The huge losses in jobs and revenue in this sector were not taken into account for GDP calculation as the current statistics number does not cover the informal economic sector, Anh explained.
Manufacturing bracing for all-time low growth
The manufacturing and processing sector was the spotlight of the economy with a growth rate of 7.12% year-on-year during the January – March period, significantly higher than the growth of agro-forestry-fishery sector and services at 0.8% and 3.27%, respectively.
“There is a high possibility that the manufacturing sector is on course for an all-time low growth rate in Q2, mainly due to substantial declines in both new orders and production,” Anh said.
|Economist Pham Sy Thanh. Source: Ngoc Thuy.|
On this issue, economist Pham Sy Thanh suggested Vietnam remains largely an outsourcing economy, which was initially struggling for replacement of China’s input materials since the outbreak of the pandemic and later the lack of orders from major buyers in the US, Europe for its products.
“Even when the Chinese economy is able to restore full production capacity, Vietnamese firms should anticipate an even greater drop in demand as the pandemic is still wreaking havoc in their key export markets,” Thanh said.
Referring to other key sectors of the economy, VEPR’s Chief Economist Anh suggested the inflationary pressure for Vietnam is low this year as a result of low level of private consumption and disposable income.
Despite the current consumer price index (CPI) expanded at 5.56% year-on-year in Q1, it is possible that inflation will stay below the 4% target this year, given the state’s efficient management of food prices, Anh added.
Anh referred to recent estimation of the Ministry of Finance that Vietnam’s fiscal deficit could increase to as high as 5 – 5.1% of GDP, equivalent to the deficit level recorded during the 2008 – 2009 crisis.
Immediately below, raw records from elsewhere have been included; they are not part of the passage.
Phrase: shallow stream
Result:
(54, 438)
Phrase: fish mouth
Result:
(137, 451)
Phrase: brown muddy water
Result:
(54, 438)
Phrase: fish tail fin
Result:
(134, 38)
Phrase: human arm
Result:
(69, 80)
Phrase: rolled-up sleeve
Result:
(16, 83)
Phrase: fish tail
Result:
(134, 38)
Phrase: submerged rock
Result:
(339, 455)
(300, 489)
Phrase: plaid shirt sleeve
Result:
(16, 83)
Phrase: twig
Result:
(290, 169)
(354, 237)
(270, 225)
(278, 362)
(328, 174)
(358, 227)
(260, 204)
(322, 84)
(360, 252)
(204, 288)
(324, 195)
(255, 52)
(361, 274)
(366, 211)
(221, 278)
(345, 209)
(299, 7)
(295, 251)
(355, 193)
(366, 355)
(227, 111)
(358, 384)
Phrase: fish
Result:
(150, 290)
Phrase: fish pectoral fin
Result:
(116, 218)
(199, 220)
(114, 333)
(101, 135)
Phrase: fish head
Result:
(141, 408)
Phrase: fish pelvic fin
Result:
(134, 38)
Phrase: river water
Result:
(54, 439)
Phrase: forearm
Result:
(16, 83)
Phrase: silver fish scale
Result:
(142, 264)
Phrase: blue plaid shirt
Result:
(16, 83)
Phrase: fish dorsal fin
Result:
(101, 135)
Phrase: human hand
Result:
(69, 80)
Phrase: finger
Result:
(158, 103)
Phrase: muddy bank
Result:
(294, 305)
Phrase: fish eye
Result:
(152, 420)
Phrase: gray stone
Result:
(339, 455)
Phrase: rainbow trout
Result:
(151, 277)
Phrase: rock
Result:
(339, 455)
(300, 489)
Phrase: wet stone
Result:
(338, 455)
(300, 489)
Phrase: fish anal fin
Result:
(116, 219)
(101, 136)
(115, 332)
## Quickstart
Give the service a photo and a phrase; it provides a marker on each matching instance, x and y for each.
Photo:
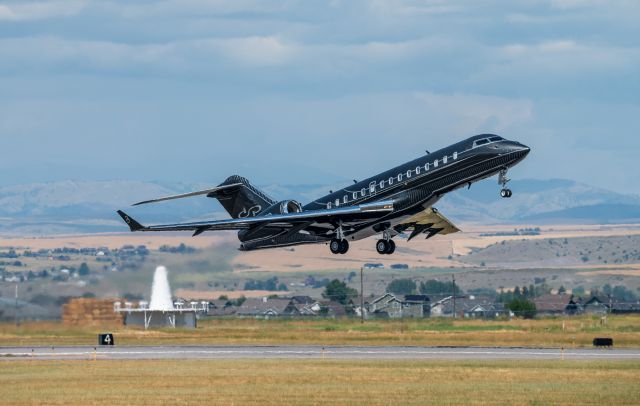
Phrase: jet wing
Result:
(429, 222)
(311, 217)
(211, 192)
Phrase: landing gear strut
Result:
(503, 180)
(339, 245)
(386, 246)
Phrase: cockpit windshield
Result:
(487, 140)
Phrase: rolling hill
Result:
(89, 206)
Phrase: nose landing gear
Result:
(502, 181)
(339, 245)
(386, 246)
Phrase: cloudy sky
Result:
(314, 91)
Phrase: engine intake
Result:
(284, 207)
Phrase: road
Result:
(311, 352)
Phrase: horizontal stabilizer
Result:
(190, 194)
(133, 225)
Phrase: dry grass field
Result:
(319, 382)
(548, 332)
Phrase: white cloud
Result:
(471, 113)
(28, 11)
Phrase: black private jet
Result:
(396, 201)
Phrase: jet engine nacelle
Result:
(284, 207)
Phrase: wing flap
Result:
(211, 191)
(430, 222)
(289, 220)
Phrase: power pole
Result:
(453, 286)
(16, 310)
(361, 295)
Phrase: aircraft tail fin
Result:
(245, 200)
(133, 225)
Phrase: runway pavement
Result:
(311, 352)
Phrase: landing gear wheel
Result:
(392, 247)
(335, 246)
(506, 193)
(382, 246)
(344, 246)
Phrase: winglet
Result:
(133, 225)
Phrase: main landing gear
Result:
(503, 180)
(339, 245)
(386, 246)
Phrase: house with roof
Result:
(470, 306)
(386, 306)
(417, 306)
(557, 305)
(596, 305)
(221, 307)
(389, 306)
(331, 308)
(267, 307)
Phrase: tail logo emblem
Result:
(252, 212)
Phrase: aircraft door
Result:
(372, 188)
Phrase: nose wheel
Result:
(385, 247)
(339, 246)
(503, 180)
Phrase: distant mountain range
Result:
(89, 206)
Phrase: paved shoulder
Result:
(311, 352)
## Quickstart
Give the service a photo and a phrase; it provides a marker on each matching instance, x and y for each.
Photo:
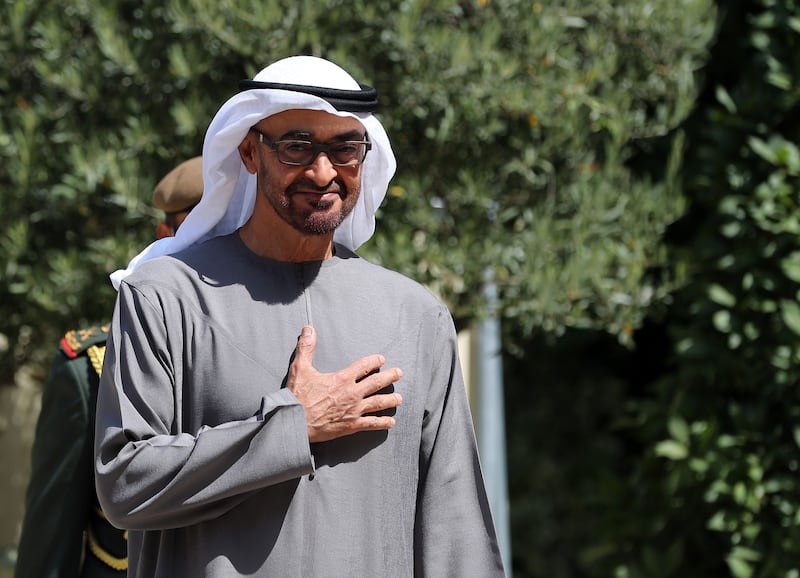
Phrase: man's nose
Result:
(322, 170)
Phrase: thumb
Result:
(306, 343)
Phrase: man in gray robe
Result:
(271, 404)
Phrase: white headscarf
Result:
(229, 189)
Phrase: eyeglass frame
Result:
(317, 149)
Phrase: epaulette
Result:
(77, 341)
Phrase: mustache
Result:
(305, 186)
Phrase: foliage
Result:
(103, 98)
(714, 483)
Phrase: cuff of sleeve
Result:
(293, 419)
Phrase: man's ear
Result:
(247, 151)
(164, 230)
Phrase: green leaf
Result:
(671, 450)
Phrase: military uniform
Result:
(64, 532)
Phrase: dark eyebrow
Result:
(306, 135)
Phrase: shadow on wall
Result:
(19, 410)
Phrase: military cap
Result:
(181, 188)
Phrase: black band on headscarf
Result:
(364, 100)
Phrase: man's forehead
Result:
(311, 121)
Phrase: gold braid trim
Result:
(105, 557)
(96, 354)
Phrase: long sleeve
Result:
(454, 532)
(155, 468)
(60, 493)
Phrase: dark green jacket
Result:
(64, 533)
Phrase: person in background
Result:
(64, 532)
(272, 404)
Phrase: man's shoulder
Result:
(77, 342)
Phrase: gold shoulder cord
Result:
(102, 555)
(96, 354)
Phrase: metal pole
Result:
(491, 419)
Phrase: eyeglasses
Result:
(301, 153)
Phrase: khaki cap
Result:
(181, 188)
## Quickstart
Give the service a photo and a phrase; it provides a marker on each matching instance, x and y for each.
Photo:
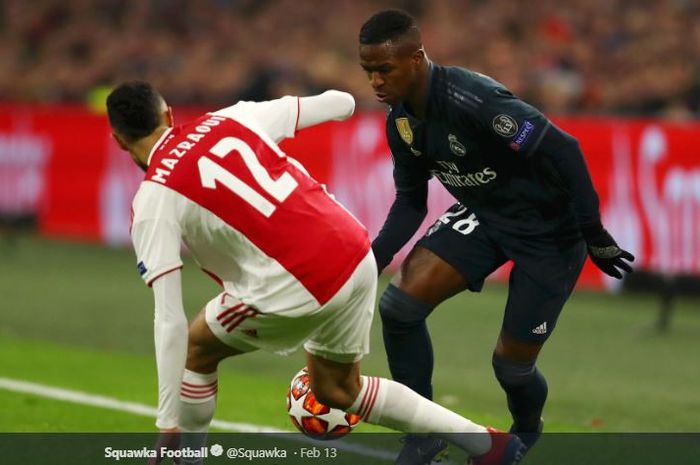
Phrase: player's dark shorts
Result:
(543, 276)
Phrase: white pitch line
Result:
(93, 400)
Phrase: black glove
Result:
(382, 261)
(604, 251)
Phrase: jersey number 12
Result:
(210, 172)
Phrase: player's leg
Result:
(200, 380)
(333, 355)
(454, 255)
(205, 350)
(384, 402)
(540, 283)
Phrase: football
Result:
(312, 417)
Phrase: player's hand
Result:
(604, 251)
(168, 438)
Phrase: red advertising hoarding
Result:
(61, 164)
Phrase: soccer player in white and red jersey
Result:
(295, 267)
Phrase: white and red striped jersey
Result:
(251, 216)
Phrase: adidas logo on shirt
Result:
(541, 329)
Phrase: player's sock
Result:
(198, 397)
(197, 405)
(526, 390)
(391, 404)
(406, 339)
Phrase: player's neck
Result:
(418, 101)
(141, 149)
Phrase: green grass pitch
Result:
(76, 316)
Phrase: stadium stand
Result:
(624, 57)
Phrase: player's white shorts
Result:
(337, 331)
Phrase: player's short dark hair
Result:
(134, 109)
(388, 25)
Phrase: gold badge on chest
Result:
(404, 128)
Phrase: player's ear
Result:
(120, 141)
(418, 56)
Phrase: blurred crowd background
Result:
(623, 57)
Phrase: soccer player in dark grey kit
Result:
(524, 194)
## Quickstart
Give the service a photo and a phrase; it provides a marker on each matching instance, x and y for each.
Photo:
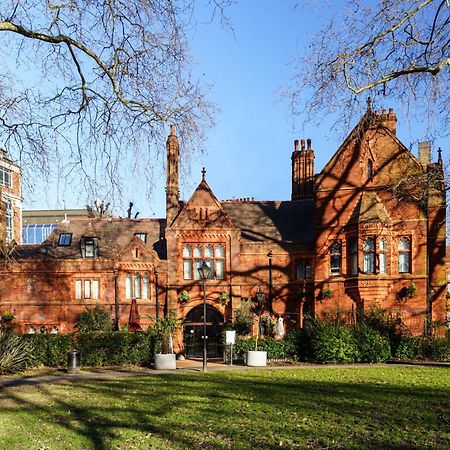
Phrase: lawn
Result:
(383, 407)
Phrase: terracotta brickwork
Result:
(344, 243)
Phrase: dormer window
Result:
(369, 169)
(142, 236)
(5, 177)
(65, 239)
(89, 247)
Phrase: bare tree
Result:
(388, 48)
(89, 86)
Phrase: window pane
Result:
(78, 289)
(403, 262)
(299, 270)
(382, 262)
(197, 264)
(87, 288)
(308, 270)
(209, 251)
(369, 244)
(95, 289)
(220, 269)
(137, 286)
(220, 251)
(128, 286)
(404, 244)
(335, 264)
(145, 286)
(187, 269)
(369, 263)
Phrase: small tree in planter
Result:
(165, 328)
(258, 307)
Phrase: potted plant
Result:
(223, 298)
(257, 358)
(7, 316)
(165, 357)
(184, 297)
(411, 290)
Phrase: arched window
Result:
(382, 256)
(187, 262)
(369, 169)
(353, 256)
(369, 255)
(145, 287)
(404, 255)
(128, 286)
(137, 286)
(335, 258)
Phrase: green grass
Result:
(375, 407)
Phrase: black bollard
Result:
(73, 361)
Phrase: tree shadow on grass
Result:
(245, 410)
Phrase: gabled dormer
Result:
(202, 211)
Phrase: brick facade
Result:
(343, 243)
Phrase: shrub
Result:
(333, 342)
(243, 319)
(95, 319)
(15, 352)
(105, 349)
(370, 345)
(50, 349)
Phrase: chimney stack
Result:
(172, 199)
(424, 153)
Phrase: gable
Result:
(202, 211)
(369, 141)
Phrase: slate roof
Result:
(279, 221)
(113, 236)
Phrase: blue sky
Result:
(249, 149)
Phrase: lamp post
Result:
(204, 271)
(155, 270)
(269, 255)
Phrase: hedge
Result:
(96, 349)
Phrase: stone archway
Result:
(193, 332)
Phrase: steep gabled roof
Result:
(369, 208)
(273, 221)
(113, 236)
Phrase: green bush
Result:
(370, 345)
(243, 319)
(333, 342)
(407, 348)
(95, 319)
(106, 349)
(16, 353)
(50, 349)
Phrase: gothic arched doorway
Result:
(193, 332)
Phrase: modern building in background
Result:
(347, 241)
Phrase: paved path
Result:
(187, 365)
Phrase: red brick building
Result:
(345, 242)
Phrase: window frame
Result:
(337, 255)
(63, 238)
(194, 253)
(404, 252)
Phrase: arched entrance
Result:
(193, 332)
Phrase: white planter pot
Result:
(256, 359)
(165, 361)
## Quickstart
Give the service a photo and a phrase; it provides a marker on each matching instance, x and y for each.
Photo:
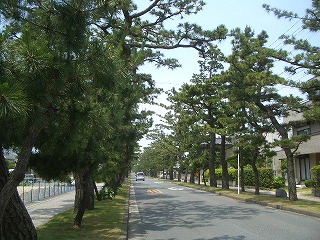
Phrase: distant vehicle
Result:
(30, 177)
(140, 176)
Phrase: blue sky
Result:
(231, 13)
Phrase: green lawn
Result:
(271, 200)
(107, 221)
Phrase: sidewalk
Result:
(42, 211)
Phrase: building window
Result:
(304, 168)
(305, 131)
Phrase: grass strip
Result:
(306, 207)
(107, 221)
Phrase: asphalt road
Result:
(161, 210)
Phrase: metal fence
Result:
(30, 191)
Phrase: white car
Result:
(140, 176)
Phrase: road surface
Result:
(161, 210)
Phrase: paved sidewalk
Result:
(42, 211)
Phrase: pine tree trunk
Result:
(16, 223)
(224, 164)
(91, 193)
(191, 180)
(212, 160)
(96, 191)
(292, 188)
(255, 171)
(84, 189)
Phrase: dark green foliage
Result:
(278, 182)
(265, 175)
(315, 176)
(308, 183)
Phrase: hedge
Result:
(266, 176)
(315, 176)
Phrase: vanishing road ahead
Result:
(161, 210)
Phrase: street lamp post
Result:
(238, 170)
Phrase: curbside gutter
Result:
(276, 206)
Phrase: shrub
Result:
(278, 182)
(265, 175)
(315, 176)
(308, 183)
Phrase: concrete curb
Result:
(276, 206)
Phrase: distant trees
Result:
(70, 89)
(243, 100)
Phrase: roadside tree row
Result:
(236, 97)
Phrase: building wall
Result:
(309, 149)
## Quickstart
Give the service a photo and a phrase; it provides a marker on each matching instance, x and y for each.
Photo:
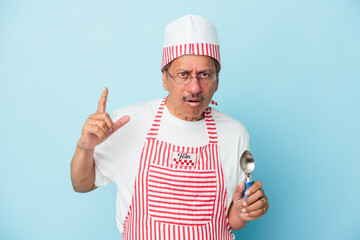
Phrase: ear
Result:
(165, 81)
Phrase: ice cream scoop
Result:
(247, 165)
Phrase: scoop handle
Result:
(247, 186)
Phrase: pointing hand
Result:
(99, 126)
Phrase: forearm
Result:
(83, 170)
(236, 223)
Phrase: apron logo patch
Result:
(184, 159)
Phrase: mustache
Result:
(197, 97)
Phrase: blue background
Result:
(290, 74)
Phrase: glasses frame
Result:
(190, 78)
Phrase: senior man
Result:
(176, 162)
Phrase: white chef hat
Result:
(190, 34)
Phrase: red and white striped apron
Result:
(179, 191)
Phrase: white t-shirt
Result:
(117, 159)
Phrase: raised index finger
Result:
(102, 101)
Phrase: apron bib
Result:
(179, 191)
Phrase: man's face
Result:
(188, 102)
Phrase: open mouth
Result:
(193, 102)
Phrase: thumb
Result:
(239, 192)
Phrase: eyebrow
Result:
(185, 70)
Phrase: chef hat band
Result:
(192, 35)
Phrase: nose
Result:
(194, 86)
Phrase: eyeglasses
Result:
(185, 78)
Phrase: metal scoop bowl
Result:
(247, 165)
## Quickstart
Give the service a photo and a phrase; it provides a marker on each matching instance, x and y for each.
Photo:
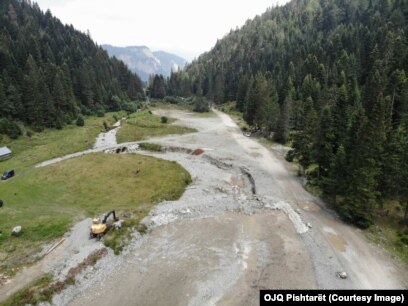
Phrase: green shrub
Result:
(151, 147)
(100, 113)
(80, 121)
(9, 128)
(201, 105)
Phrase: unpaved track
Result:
(220, 244)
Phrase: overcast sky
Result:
(185, 27)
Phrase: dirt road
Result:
(244, 224)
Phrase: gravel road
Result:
(244, 224)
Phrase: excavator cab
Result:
(100, 228)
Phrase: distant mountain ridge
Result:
(142, 61)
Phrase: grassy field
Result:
(46, 201)
(387, 230)
(28, 151)
(142, 125)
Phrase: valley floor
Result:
(244, 224)
(221, 243)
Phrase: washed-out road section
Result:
(244, 224)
He noted the ratio could go up to 6.5 – 7% if debt principal repayments are included.
While the State Bank of Vietnam (SBV), the country’s central bank, said outstanding loans affected by the pandemic is nearly VND2,000 trillion (US$85.76 billion), Anh warned this amount if turned into bad debts would reverse all the good job done to improve the health of the banking system over the past years.
“Even when Vietnam could control the pandemic, the economy could only fully recover once the world’s economic activities normalize,” Anh said.
|Data: VEPR. Chart: Ngoc Thuy.|
Among three economic scenarios set up by the VEPR, Anh said with the most optimistic one where the pandemic is contained in mid-May and global economic activities resume to normal by the end of this quarter, Vietnam’s GDP growth would record a contraction of 3.3% in April – June and a growth rate of 4.2% for the full year.
In the worst case with the pandemic persisting to the last half of the fourth quarter, Vietnam’s economy is predicted to contract 1% this year.
Anh added in the short term, public spending could partially offset the negative impacts of the pandemic on Vietnam economy, but the long-term outlook relies entirely on Covid-19 vaccines.
Anh expected the Vietnamese government to provide utmost support to enterprises having least impacts from the pandemic as they are the main driving force for the economy at the moment.
“Economic support must go hand in hand with efforts to combat the Covid-19 pandemic. The government should allow companies to operate in any situation, if they could ensure safety,” Anh concluded.